Massachusetts created a commission to study the idea of a state-run bank in 2010. But David Cotney, who served on the commission, told members of California’s working group that they ultimately decided the costs would outweigh the benefits.

Don Childears, president and CEO of the Colorado Bankers Association, said they’ve been trying to address the “federal and state tug-of-war” ever since Colorado was first to legalize recreational cannabis alongside Washington in 2012. But he said there are still only 12 small banks serving the state’s massive industry today, after federal regulators shut down plans for a dedicated credit union and lawmakers showed no appetite for the risk involved in forming a public bank despite the “curb appeal” of the idea.

“I would suggest you really do not underestimate the challenges, complexity and time requirements of these sorts of issues,” he said. “They are enormous for a normal bank. They are absolutely onerous for the kind of first-time-ever decisions that would need to be made in a public bank.”

Even if a California-run bank stuck closely to federal guidelines, Klowden said there’s no guarantee that federal regulators wouldn’t seize weed money.

“As long as the federal law says marijuana is illegal, they can go after it,” he said.

The only thing holding them back now, he pointed out, is an amendment to the national spending bill that blocks federal funds from being used to go after state-legal marijuana programs. That amendment was extended through September, but Sessions has encouraged Congress to drop it.

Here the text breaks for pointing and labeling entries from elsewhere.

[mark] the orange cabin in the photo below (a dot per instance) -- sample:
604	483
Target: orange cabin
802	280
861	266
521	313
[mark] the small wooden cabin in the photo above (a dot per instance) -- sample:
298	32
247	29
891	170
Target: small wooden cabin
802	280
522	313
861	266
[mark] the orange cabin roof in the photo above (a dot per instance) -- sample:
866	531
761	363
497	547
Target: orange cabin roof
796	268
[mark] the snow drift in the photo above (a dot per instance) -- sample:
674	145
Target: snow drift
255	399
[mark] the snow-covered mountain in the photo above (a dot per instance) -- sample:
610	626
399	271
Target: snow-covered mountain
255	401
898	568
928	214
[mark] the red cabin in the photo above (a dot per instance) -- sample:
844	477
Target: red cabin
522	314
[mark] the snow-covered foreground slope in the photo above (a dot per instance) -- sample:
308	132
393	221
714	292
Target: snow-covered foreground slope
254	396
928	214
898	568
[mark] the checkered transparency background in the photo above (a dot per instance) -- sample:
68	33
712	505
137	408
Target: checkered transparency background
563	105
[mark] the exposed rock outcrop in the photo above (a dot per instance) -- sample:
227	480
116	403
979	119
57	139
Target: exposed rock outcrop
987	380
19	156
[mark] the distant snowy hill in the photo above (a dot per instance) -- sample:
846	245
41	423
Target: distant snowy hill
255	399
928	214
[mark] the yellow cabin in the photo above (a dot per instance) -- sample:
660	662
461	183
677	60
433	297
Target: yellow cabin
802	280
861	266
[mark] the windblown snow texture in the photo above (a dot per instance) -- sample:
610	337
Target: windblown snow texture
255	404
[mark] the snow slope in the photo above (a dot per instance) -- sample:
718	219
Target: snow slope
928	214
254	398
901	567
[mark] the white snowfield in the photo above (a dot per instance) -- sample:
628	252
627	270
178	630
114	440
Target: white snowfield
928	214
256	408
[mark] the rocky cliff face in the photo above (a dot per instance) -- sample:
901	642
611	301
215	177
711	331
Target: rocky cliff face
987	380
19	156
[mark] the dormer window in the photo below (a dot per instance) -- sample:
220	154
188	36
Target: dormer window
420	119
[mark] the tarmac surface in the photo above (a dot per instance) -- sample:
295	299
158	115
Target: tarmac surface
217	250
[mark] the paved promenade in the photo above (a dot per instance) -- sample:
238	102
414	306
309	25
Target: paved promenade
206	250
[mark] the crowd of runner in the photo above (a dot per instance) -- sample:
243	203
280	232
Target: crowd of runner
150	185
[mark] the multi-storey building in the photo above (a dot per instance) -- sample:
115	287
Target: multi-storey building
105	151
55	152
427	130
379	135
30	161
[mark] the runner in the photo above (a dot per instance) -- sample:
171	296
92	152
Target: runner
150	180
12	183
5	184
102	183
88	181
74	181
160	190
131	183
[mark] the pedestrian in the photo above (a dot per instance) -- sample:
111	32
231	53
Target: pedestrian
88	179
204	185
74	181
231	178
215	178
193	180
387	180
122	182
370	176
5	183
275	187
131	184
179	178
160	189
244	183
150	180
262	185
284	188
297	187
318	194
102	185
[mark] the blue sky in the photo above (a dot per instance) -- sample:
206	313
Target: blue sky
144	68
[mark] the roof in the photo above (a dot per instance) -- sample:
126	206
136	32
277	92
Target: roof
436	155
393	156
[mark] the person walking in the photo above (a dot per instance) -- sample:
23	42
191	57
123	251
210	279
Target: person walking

Then there’s the cost and time involved in creating a public bank. Jon Lunsford, president of California First Financial, a private commercial lender based in Los Angeles, predicted it could cost California $2 billion and take “a long time to a very long time” to get a state bank up and running.

Khurshid Khoja, an attorney who serves on the working group, said such doubts may not have been what they hoped for, but it’s what they “needed to hear” as they get ready to make recommendations for the future of the industry.

Chiang said they’ll craft those recommendations during the final Cannabis Banking Working Group meeting in Sacramento this fall.